Contra Counterculture, 1969 also found Bob Dylan making his country album “Nashville Skyline,” which contained the lovely duet with Johnny Cash, “Girl from the North Country.”
I agree with Dr Fleming on Frank Zappa. For all his technical skill and occasional wit, I never warmed up to any of his music.
Like Ray, I also endorse Richard Thompson. The album he made with ex-wife Linda, “Shoot Out the Lights,” is a keeper.
Another of Zappa’s quips about Rolling Stone type journalism was something like “writing about music is like dancing about architecture.” He did write the most apt words about television I’ve ever heard in a pop song.
I am gross and perverted
I’m obsessed ‘n deranged
I have existed for years
But very little has changed
I’m the tool of the Government
And industry too
For I am destined to rule
And regulate you
I may be vile and pernicious
But you can’t look away
I make you think I’m delicious
With the stuff that I say
I’m the best you can get
Have you guessed me yet?
I’m the slime oozin’ out
From your TV set
You will obey me while I lead you
And eat the garbage that I feed you
Until the day that we don’t need you
Don’t go for help . . . no one will heed you
Your mind is totally controlled
It has been stuffed into my mold
And you will do as you are told
Until the rights to you are sold
A few years back I picked up Dakota Dave Hull’s “The Goose is Getting Fat” – I really enjoy it. And a “Thank You” to Mr. Olson for turning me onto Dakota Dave’s radio show several years ago – too bad it’s not around anymore.
Ken–You’re right, and I also love Face to Face, Something Else, and Arthur–you?
The Thompson album to cherish for me is the three-disc set, Watching the Dark, whose contents span 1969-88 and include studio and concert recordings in about equal measures. The last track is a live concert performance of “Shoot Out the Lights”. Gives the best kind of chills.

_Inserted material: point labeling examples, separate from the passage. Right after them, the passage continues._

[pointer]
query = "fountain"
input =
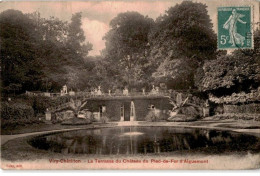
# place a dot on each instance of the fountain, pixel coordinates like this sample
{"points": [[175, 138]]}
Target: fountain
{"points": [[132, 112]]}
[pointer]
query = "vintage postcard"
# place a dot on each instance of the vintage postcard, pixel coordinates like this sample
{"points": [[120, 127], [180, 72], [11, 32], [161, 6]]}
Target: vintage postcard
{"points": [[140, 84]]}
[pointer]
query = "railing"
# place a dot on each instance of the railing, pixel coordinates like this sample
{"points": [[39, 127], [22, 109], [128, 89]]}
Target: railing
{"points": [[130, 94]]}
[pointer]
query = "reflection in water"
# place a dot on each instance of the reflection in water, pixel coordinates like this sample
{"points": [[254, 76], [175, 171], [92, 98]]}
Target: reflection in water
{"points": [[135, 140]]}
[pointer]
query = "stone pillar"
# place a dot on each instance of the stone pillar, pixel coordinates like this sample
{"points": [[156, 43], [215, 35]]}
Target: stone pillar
{"points": [[47, 115]]}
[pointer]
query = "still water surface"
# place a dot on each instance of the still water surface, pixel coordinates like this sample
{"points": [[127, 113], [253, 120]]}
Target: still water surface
{"points": [[143, 140]]}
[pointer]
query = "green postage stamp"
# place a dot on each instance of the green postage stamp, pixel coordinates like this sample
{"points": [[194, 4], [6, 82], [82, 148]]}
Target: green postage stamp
{"points": [[234, 28]]}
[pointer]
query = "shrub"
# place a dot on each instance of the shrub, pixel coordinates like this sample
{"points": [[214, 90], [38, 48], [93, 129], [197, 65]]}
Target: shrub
{"points": [[16, 111], [13, 114], [152, 116]]}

Vince–I’ve not heard that one of Dave’s recordings. Something to live for–not that I haven’t a great plenty, already. The end of Dave’s program was the first domino in my online radio listening. The same year saw a marvelous Cajun-zydeco-New Orleans blues show on the same station, KFAI, close shop, then in 2018, “Writer’s Block”, my favorite jazz program, wrapped. Now all I have left is Bill Malone’s “Back to the Country” on Wednesdays, 9-to-noon, on WORT in Madison. My cup runneth over.